Parameters Explained

Parameter Description Example Values Notes
Symbol The valid stock/ETF/index ticker symbol to evaluate (string). "AAPL", "MSFT", "SPY" - Must be a recognized symbol for US markets (e.g., NYSE or NASDAQ).
- If invalid, the function returns "NA".
- capitalization ignored

• The function automatically calculates daily returns based on adjusted closing prices and then computes standard deviation from these returns over the specified 1095 days.
• License validation occurs before data retrieval. If the license is invalid, the function returns an error message.

Example Usage

Basic Examples

  1. Direct Symbol in a Cell
    • In cell A1:
    =StockVolatilityThreeYears("AAPL")
    • Result: Standard deviation of Apple’s daily returns for the last ~1095 days (in decimal form).

  2. Symbol Referenced from Another Cell
    • Suppose cell B1 contains: MSFT
    • In cell A1:
    =StockVolatilityThreeYears(B1)
    • Result: Volatility measure for Microsoft’s stock over the same period.

  3. Combining with Math or Formatting
    • =StockVolatilityThreeYears("GOOG")*100
    • Formats the return in percentage terms (e.g., if the function returns 0.02, the cell shows 2%).

Advanced Scenarios

  1. Conditional Analysis of High Volatility
    • =IF(StockVolatilityThreeYears("TSLA")>0.03, "High Volatility", "Normal Range")
    • This example checks if Tesla’s three-year volatility is above 3% daily returns, categorizing it as “High Volatility” or “Normal Range.”

  2. Using Cell References and Averages
    • =AVERAGE(StockVolatilityThreeYears(A2), StockVolatilityThreeYears(A3), StockVolatilityThreeYears(A4))
    • If cells A2, A3, and A4 each contain different tickers, this formula calculates the average 3-year volatility across the selected stocks, offering a snapshot of portfolio risk.

  3. Integrating with a Trading Strategy
    • A more complex scenario might involve combining volatility results with other MarketXLS functions, such as trailing returns or fundamental measures, to create a custom risk-adjusted performance metric.

Common Questions and Troubleshooting

  1. “Why do I get NA as a result?”

    • Possible reasons include:
      • Invalid or unrecognized ticker symbol.
      • License expired or invalid.
      • Data temporarily unavailable.
  2. “My result is ‘Error: Insufficient data points…’”

    • There may not be enough historical data for the selected symbol over 1095 days. New or thinly traded stocks can have gaps in data.
  3. “Is the returned volatility in decimal or percentage format?”

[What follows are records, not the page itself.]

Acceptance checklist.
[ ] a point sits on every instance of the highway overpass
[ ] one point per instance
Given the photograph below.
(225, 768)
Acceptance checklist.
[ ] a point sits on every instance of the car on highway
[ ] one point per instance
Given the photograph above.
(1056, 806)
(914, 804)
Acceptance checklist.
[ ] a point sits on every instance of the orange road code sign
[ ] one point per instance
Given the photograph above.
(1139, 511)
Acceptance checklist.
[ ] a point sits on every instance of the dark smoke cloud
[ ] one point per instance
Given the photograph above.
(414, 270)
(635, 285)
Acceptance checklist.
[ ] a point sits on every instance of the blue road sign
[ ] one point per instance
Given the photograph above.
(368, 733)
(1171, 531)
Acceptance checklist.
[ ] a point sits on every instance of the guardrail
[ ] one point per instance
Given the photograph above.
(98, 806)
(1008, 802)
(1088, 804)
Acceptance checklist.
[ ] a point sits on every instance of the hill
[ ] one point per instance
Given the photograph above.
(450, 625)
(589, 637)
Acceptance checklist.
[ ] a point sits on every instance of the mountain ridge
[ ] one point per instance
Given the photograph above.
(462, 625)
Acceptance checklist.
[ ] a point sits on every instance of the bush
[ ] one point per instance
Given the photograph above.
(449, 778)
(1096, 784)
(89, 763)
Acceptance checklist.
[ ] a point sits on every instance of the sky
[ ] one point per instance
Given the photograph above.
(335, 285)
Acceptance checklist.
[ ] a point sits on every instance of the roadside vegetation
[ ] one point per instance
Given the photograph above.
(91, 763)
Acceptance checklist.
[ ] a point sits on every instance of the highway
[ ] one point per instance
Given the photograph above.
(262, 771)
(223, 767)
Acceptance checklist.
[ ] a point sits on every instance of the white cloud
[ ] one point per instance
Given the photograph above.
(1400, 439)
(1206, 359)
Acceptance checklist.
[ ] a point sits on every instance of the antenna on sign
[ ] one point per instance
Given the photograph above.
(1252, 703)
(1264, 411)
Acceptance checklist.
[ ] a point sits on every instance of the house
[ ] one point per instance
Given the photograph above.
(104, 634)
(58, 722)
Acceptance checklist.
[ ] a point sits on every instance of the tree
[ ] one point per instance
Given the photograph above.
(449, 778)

    • By default, the function returns decimal. For example, 0.02 means 2%. Apply Excel formatting or multiply by 100 for a percentage.
  4. “Does this function work for international tickers?”

    • The function primarily caters to US markets. Some international exchanges might be partially supported if recognized in the MarketXLS database, but invalid or unsupported symbols return “NA.”
  5. “Can I handle large data sets or daily recalculation?”

    • Yes. For large spreadsheets, ensure efficient formulas and references. MarketXLS caching and updating preferences can affect performance.

Using the StockVolatilityThreeYears function effectively helps you monitor long-term price fluctuations and manage portfolio risk with confidence. Whether you’re a long-term investor comparing large-cap stocks or a trader looking for strategic edges, this function streamlines historical volatility analysis right in Excel.